The Phillies scored a total of five runs in the three games Martinez started. Pedro didn’t pitch as well as his numbers would indicate, but his numbers were great overall for the playoffs. In the three playoff starts with the Phils, Pedro threw to a 3.71 ERA with an 0.88 ERA. Blanton, meanwhile, did not pitch well in his post-season chances. He made two starts and two relief appearances overall for the post-season, throwing to a 5.17 ERA and a 1.21 ratio.

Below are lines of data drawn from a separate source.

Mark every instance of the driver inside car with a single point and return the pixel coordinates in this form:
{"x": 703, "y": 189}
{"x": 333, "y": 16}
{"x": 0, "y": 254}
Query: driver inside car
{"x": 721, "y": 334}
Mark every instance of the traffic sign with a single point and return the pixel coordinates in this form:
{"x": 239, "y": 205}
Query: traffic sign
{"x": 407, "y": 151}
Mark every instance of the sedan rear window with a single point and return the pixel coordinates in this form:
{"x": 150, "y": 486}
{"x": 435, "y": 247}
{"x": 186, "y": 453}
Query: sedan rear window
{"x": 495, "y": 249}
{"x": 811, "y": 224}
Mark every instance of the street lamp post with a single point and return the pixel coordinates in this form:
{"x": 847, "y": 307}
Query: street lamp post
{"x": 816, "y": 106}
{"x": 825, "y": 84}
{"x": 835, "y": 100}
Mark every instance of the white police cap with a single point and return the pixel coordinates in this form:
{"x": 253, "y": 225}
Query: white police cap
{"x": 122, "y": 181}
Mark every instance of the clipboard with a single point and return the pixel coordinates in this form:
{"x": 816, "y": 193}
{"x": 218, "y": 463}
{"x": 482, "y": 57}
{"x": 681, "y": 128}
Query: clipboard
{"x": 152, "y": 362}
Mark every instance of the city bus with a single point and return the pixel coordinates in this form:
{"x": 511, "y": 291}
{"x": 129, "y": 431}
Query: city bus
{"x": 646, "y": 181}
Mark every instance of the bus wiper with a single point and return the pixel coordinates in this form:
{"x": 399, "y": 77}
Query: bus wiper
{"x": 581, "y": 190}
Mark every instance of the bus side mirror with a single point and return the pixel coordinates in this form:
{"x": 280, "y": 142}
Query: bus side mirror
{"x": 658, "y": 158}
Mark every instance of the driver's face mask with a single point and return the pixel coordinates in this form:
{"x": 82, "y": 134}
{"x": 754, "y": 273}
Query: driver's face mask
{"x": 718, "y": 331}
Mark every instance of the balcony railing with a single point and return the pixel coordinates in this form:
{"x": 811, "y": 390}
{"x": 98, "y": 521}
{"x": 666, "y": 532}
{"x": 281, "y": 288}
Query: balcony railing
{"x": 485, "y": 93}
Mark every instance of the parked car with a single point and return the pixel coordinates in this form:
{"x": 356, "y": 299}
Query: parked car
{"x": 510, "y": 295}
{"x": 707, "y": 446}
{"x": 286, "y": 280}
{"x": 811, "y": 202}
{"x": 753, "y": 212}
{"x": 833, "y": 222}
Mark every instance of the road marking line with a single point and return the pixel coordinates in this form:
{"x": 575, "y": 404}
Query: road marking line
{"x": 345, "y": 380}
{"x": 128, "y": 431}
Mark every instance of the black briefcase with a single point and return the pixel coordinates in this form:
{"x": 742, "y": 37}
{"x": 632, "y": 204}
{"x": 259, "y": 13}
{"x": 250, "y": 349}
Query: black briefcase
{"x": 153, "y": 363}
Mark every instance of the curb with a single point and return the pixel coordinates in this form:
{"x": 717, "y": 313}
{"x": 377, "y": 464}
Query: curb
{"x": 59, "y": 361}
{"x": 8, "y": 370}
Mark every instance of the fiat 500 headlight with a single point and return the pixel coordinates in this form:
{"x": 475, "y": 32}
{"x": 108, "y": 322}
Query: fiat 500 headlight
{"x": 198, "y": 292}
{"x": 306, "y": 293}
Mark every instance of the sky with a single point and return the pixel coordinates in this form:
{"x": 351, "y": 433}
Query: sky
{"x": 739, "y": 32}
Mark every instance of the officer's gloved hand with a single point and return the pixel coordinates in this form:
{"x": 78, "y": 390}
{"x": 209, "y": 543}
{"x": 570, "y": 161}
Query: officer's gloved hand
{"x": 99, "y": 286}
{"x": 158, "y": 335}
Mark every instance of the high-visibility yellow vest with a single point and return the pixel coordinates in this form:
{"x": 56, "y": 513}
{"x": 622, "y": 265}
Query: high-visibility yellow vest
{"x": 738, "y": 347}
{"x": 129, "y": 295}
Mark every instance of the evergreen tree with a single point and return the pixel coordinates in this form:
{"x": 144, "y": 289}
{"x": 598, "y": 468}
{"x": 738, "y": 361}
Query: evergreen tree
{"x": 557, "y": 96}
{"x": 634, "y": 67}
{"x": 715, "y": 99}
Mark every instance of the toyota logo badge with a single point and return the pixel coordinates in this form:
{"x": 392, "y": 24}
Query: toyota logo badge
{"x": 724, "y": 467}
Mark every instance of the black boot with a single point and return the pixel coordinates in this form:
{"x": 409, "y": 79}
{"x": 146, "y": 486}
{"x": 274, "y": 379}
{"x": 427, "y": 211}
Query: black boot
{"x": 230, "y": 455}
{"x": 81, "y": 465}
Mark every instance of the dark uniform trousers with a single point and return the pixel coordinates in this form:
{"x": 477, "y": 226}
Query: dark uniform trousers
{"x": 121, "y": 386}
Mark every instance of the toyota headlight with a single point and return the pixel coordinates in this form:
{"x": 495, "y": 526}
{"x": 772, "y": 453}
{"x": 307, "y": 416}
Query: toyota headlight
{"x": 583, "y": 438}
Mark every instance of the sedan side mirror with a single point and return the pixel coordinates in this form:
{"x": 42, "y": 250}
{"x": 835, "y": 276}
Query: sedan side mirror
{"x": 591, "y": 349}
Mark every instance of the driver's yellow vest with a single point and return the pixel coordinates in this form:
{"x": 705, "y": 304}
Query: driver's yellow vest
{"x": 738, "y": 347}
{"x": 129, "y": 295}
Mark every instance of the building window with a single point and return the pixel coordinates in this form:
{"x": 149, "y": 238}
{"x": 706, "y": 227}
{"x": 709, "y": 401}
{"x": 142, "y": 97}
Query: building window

Still, the decision to go with Martinez instead of Blanton in the post-season was critical for the Phillies. And it didn’t work.

Cliff Lee will be back with the Phils in 2010 after the Phillies picked up his $9 million option.

Brett Myers will not be back.

Feliz may or may not be back, but it’s a little less likely now that the Phillies have declined his $5.5 million option.

I think the Phils went 3-for-3 in that flurry. I think it was the right decision not to pick up Feliz’s option, but I was surprised to see them do it. Beltre, Figgins and DeRosa seem to be the names that most people are talking about as improvements at third. If he’s healthy, I think Troy Glaus would be a huge help for the Phillies offensively as well. You might notice some defensive dropoff, though. The list of free agent third basemen that would help the Phils more than Feliz isn’t that long, so hopefully they have something in mind.

Ibanez (sports hernia) and Eyre (loose bodies in his elbow) were scheduled for surgeries yesterday and Lidge will have surgery on Wednesday to remove loose bodies from his right elbow.

Park, Feliz, Bako, Stairs, Martinez, Myers and Cairo have all filed to become free agents.